Technology entrepreneur, executive and investor Keith Rabois told the Wall Street Journal: “One of the reasons people are raising all these funds isn’t because they want the money, but because they believe their own metrics are inflated at the moment, and they want to get that money before companies in their portfolios start crashing and burning.” And there is speculation that unicorn founders are accepting challenging terms to push valuations over the “magical $1 billion mark”.
Unicorns can be driven to overspend on marketing to grow to the point they can enrich venture capital. According to the Wall Street Journal, the biggest unicorn in the room is Uber, currently valued at US$62.5 billion. “The company claims it is profitable by some measures in North America, but it is spending huge amounts of money to capture markets in China and elsewhere,” it says.

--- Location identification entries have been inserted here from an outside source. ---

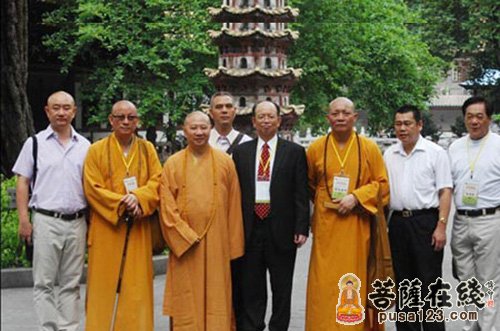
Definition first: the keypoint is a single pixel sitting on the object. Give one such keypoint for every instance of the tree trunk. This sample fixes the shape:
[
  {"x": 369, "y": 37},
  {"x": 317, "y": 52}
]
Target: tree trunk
[{"x": 17, "y": 121}]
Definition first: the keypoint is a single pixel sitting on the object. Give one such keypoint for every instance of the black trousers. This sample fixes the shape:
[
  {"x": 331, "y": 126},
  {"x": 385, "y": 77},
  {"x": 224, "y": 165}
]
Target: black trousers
[
  {"x": 262, "y": 256},
  {"x": 414, "y": 257}
]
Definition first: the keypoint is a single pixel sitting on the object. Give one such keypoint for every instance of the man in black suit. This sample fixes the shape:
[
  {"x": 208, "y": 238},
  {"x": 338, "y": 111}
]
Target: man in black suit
[{"x": 275, "y": 202}]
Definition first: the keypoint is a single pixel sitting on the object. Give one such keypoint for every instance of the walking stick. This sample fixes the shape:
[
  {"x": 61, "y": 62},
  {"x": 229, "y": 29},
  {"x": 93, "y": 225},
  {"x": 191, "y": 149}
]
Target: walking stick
[{"x": 129, "y": 221}]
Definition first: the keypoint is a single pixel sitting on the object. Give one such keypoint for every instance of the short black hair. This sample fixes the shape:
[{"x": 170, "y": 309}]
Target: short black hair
[
  {"x": 278, "y": 109},
  {"x": 220, "y": 94},
  {"x": 477, "y": 99},
  {"x": 410, "y": 108}
]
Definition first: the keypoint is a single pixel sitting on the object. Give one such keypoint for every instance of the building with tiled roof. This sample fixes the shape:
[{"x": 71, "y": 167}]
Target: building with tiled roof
[{"x": 253, "y": 43}]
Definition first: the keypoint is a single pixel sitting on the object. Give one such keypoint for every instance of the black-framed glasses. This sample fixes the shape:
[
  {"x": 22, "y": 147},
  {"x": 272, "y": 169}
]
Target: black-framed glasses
[{"x": 122, "y": 118}]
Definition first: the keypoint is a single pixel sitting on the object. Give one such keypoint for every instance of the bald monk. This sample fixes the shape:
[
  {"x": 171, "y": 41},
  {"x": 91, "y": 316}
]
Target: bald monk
[
  {"x": 202, "y": 223},
  {"x": 121, "y": 175},
  {"x": 346, "y": 176}
]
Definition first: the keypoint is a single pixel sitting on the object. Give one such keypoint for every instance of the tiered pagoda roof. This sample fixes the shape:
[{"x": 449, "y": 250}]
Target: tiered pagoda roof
[
  {"x": 253, "y": 45},
  {"x": 252, "y": 34},
  {"x": 238, "y": 72},
  {"x": 253, "y": 14}
]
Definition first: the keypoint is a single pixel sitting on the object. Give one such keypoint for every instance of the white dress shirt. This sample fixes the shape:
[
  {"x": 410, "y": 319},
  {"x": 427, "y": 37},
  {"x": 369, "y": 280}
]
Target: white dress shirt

Is Uber one of many “imaginary pots of gold”, as The New Zealand Herald’s Liam Dann coined late last year? Uber board member and a partner at Benchmark Capital Bill Gurley even cautioned in a blog post last year that late-stage investors have “essentially abandoned traditional risk analysis”.
Like the trending baby names, tech startups don’t pride themselves on being traditional. And as natural early adopters, private investors in this field are quick to invest in the next solution – even if it’s slippery and makes bubbles.